Its creation was agreed in the Maastricht Treaty and it has subsequently gone through various stages:
Council Regulation (CE)1164/94 of 16 May 1994 created the Cohesion Fund – with the antecedent of the provisional Cohesion Financial Instrument approved in March 1993 – with an allocation for the 1993-1999 period of 15,000 million ecus (of 1992); of these, in current ecus, 9,251 Mecus are for Spain, 55% of the total.
The member states that benefited from this Fund were Spain, Portugal, Ireland and Greece.
For the 2000-2006 period, an allocation of 18,000 million euros was approved and a number of aspects of its administration were amended, in particular the reinforcing of community policies and national controls.

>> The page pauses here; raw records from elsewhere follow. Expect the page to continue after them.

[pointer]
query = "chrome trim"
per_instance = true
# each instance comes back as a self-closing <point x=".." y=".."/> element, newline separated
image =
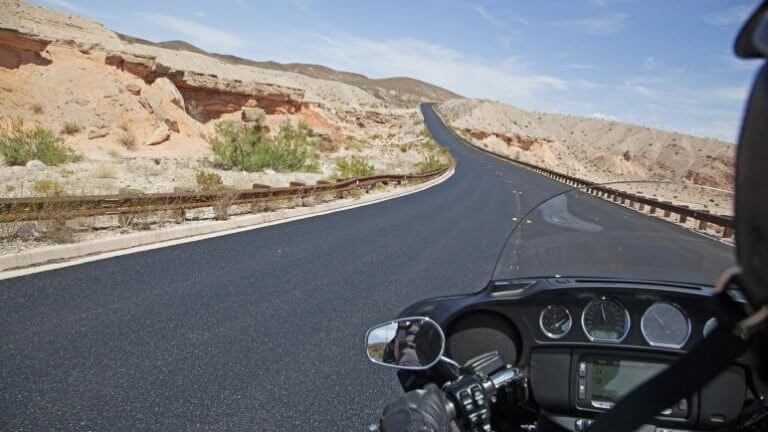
<point x="664" y="345"/>
<point x="552" y="335"/>
<point x="437" y="359"/>
<point x="626" y="316"/>
<point x="713" y="322"/>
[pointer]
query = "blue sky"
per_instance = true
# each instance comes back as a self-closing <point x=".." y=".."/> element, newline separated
<point x="661" y="63"/>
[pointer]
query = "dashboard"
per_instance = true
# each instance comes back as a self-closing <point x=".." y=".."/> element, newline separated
<point x="588" y="342"/>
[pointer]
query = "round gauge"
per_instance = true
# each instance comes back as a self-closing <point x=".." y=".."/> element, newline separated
<point x="665" y="325"/>
<point x="605" y="320"/>
<point x="709" y="326"/>
<point x="555" y="321"/>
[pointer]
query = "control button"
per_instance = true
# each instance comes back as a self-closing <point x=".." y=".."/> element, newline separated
<point x="466" y="400"/>
<point x="602" y="404"/>
<point x="583" y="424"/>
<point x="582" y="369"/>
<point x="478" y="395"/>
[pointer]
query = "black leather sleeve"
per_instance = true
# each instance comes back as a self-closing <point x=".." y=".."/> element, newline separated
<point x="417" y="411"/>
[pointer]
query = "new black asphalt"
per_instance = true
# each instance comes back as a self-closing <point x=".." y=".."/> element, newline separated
<point x="260" y="330"/>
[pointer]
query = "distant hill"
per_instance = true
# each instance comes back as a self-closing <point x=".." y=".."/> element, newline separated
<point x="397" y="90"/>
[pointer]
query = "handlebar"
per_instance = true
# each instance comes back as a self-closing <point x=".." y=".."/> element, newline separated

As of 2004, Ireland ceased to be a beneficiary of the Fund. By contrast, May 2004 saw the incorporation of the nine new member states of the European Union as beneficiaries of the Fund: Czech Republic, Cyprus, Slovakia, Slovenia, Estonia, Hungary, Lithuania, Latvia, Malta and Poland.
For the new programming period of 2007-2013, its administration is amended, integrating its actions in operational programmes.
Also, not only will large transport and environmental infrastructures be able to be financed, but so will projects in the fields of energy efficiency, renewable energy and intermodal, urban and collective transport.
The total allocation for the 13 beneficiary states will be 63,000 million euros, of which Spain would get 3,250 million euros.